Donnerstag, 11. August 2016

Durchgehende Gäule, Grenzen des Langmuts


Von den internationalen Pharmazeutischen Festspielen, als Olympische Sommerspiele gehandelt, gibt es ja auch durchaus Gutes zu vermelden. Zwar tut es mir um die einzelnen Sportler, deren Medaillenträume da platzen, sehr wohl leid, aber die mehr als magere Ausbeute der deutschen Mannschaft lässt auch ein wenig Genugtuung in mir keimen. Ich kann mir halt ein Grinsen nicht verkneifen, wenn nationale Selbstgerechtigkeit und mit Großmäuligkeit sich tarnende Unprofessionalität von Funktionären eins aufs Dach bekommen. Überhaupt bewahrheitet sich einmal mehr, dass Olympische Spiele as we know it nur noch in Diktaturen so richtig funktionieren. Woanders haben die Leute schlicht kein Geld oder keine Zeit, in die Stadien zu gehen und viele Plätze bleiben leer. Was wiederum die Hoffnung nährt, dass diese komplett korrumpierten, heillos aufgeblähten milliardenschweren IOC-, FIFA- und UEFA-Apparate irgendwann an ihrer eigenen Größe ersticken werden.

Durchaus sympathisch aber, dass dieses mal unübersehbar und unversteckbar nicht alles perfekt ist und es daher ein wenig menschelt. Gut zu wissen, dass viele Wettkampfstätten tatsächlich reine Provisorien sind, die nach den Spielen restlos wieder demontiert werden. Dass das Wasser des Sprungbeckens nach Grün umgeschlagen ist, wird mit einer defekten Umwälzanlage erklärt, durch deren Ausfall die Algenpopulation sich schlagartig vermehrt hätte. Nun ja, ich fühle mich da ja eher an die kurzbehosten, trillerpfeifenden Bademeister damals beim Schulschwimmen erinnert. Die versuchten uns immer mit der Drohung zu sekkieren, das Wasser verfärbe sich auf der Stelle signalgelb, giftgrün oder knallrot (jeder hatte da so seine eigene Version), wenn jemand hineinpinkele.
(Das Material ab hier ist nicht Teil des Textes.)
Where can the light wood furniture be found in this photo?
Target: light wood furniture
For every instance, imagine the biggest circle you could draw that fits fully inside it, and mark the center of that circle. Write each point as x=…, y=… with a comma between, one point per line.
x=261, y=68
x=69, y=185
Ferner gefällt mir, dass Rugby wieder ins Programm genommen wurde. Das ist bekanntlich, einer alten Weisheit zufolge, ein Sport für Raufbolde, der von Gentlemen gespielt wird, wohingegen Fußball ein Sport für Gentlemen ist, der von Raufbolden praktiziert zu werden pflegt. Wer einmal erlebt hat, wie ein Zweimeterschrank, der aussieht, als sei seine zweite Sportart Hinkelsteinweitwurf, die Maßregelung eines um zwei Köpfe kleineren und halb so schweren Referees mitten in der Hitze des Gefechts ohne jede Diskussion mit "Yes, Sir" quittiert, weiß, wovon die Rede ist. Der Einwand, Rugby sei eben noch nicht so durchkommerzialisiert wie Fußball, trifft nur zum Teil zu. Es gibt Gegenden auf der Welt, in denen man mit Rugby durchaus wohlhabend werden kann.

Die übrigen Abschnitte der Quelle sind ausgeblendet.